During the elementary time period, our children are developing their emotional skills, which provide an important base before young people enter their more tumultuous adolescent years. Major emotional skills mastered during this stage include how to adjust to different rules and social norms for behavior, understand others’ feelings, acquire more control and management of emotions, and develop strategies for patience and general adaptability.
In addition to not having as much opportunity to flex these social-emotional muscles, so much was outside of our children’s control during the early COVID years. As a result, more young people have developed increased anxiety, which can manifest in a multitude of ways.
For some children, just the transition into the school building and away from parents or caregivers can cause anxiety to flare up. For others, trying to figure out how to interact with peers in-person can be anxiety-provoking.

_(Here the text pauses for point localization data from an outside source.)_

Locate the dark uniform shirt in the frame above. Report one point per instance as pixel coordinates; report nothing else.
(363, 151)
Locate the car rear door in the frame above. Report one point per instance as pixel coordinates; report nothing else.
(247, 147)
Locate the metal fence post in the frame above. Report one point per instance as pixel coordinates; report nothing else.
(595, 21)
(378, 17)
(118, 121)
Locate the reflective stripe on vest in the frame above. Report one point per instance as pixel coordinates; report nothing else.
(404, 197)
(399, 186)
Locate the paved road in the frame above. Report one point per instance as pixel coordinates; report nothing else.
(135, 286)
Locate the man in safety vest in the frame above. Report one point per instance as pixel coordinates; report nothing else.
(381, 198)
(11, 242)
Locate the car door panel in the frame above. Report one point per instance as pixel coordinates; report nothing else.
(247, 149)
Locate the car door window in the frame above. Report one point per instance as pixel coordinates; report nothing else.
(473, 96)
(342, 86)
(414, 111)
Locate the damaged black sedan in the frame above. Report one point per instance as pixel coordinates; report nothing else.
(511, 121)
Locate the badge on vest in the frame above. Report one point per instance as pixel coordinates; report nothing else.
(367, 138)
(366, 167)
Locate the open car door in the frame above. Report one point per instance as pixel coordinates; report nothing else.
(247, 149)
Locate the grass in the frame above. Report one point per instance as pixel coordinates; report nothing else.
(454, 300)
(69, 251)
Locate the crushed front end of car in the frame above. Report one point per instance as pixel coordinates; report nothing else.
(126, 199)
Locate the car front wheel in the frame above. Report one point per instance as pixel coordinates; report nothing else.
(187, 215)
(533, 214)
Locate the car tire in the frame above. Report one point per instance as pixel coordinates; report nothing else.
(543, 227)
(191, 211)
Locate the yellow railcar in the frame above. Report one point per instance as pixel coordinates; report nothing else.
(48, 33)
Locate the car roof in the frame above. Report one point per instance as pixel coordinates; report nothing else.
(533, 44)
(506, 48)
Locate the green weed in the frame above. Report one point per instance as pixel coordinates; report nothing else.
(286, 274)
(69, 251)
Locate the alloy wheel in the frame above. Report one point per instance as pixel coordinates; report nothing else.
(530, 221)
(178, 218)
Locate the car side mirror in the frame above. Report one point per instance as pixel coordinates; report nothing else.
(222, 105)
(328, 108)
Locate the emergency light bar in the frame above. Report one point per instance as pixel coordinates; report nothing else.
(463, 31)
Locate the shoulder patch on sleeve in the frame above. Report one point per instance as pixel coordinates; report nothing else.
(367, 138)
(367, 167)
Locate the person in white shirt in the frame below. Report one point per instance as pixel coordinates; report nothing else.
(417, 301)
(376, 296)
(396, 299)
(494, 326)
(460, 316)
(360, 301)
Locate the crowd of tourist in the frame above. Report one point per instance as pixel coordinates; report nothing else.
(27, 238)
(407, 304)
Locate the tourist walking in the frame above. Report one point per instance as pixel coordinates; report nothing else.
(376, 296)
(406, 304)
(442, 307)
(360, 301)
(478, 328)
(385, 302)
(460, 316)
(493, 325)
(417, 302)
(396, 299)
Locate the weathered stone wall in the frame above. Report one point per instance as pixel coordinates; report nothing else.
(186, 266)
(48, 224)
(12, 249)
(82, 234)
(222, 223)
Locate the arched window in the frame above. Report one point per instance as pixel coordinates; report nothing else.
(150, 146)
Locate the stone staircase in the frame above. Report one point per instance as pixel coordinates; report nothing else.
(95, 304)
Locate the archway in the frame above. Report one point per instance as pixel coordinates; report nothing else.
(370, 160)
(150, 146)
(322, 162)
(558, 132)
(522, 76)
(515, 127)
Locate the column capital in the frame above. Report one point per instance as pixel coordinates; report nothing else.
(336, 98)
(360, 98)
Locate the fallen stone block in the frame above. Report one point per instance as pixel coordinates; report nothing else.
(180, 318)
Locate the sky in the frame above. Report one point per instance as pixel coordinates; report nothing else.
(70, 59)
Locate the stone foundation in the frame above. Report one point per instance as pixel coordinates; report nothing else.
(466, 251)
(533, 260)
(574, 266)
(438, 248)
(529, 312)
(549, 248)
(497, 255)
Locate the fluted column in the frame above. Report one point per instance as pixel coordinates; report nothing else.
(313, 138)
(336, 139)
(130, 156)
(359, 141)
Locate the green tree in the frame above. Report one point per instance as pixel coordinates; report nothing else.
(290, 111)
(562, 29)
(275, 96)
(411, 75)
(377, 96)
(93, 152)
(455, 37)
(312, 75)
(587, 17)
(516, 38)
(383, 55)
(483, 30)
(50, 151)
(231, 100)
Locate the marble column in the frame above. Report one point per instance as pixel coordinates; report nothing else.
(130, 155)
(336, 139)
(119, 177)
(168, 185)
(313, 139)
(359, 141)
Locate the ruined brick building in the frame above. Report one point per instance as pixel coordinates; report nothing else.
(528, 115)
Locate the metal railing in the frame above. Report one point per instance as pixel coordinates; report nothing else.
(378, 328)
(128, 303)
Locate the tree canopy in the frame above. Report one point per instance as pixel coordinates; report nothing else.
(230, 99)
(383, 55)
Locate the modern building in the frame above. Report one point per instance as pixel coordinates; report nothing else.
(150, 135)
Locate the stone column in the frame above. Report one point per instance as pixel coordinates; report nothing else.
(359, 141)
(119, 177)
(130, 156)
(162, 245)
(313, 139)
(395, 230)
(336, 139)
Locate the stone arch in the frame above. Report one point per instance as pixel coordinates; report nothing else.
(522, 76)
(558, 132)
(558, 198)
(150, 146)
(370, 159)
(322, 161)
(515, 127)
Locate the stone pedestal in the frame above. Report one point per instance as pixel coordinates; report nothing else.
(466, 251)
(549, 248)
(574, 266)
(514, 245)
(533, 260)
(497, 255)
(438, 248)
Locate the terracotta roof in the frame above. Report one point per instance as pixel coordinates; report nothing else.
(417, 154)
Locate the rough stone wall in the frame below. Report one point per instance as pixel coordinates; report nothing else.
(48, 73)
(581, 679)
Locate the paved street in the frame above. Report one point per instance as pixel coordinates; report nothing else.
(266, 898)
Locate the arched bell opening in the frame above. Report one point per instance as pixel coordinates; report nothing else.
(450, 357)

To help, we can focus on communication and collaboration. This can range from recognizing and discussing emotions when children are calm, to remaining open and empathetic when strong emotions surface. It’s essential that, as adults, we model emotional regulation so our young people can see how we use coping strategies, like taking deep breaths or stepping away from a situation, rather than just reacting.

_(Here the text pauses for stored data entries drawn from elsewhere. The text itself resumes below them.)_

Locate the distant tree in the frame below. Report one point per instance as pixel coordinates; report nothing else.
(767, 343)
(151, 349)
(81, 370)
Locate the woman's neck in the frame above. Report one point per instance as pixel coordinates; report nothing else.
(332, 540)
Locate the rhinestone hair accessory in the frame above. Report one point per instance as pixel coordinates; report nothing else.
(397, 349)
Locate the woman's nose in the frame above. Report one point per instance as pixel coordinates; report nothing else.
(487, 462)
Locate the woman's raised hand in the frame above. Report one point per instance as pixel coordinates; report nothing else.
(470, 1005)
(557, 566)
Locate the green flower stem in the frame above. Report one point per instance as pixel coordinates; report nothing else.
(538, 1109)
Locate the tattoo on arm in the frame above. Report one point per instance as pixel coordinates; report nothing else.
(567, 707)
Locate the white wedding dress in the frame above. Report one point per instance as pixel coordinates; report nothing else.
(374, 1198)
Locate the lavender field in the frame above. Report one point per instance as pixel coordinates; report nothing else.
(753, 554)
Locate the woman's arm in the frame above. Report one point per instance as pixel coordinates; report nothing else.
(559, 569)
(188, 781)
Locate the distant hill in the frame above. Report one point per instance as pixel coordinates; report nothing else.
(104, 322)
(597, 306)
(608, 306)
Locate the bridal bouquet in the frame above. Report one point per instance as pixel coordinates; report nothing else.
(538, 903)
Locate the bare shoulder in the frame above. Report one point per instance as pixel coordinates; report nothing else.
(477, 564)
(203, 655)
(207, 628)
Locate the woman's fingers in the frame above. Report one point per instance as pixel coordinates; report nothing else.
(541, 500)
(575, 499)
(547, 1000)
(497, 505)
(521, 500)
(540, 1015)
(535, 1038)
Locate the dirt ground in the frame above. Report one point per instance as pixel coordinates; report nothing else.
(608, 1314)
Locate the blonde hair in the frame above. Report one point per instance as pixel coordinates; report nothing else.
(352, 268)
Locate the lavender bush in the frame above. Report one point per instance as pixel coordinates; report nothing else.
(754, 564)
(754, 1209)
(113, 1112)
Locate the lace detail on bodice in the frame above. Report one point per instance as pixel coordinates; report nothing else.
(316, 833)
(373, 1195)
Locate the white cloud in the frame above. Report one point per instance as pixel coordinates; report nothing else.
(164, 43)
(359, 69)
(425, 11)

We can also be sure to address our kids’ behavior rather than their emotions. This helps young people understand the distinction between their feelings and their actions. For example, if someone feels angry, that is just a feeling, which is neither good nor bad. However, if someone acts on that feeling by hitting another person, the behavior of hitting is unacceptable. When we handle disciplinary situations, our responses can help our kids begin to internalize that it is okay to experience a range of emotions and that they have choices and limits in terms of how they behave.
Involving our children in the conversation is essential. They might need help voicing or expressing their emotions and anxieties so worries don’t stay hidden inside where they can easily proliferate. Most importantly, we need to help ensure that children don’t keep avoiding whatever is causing them stress or anxiety.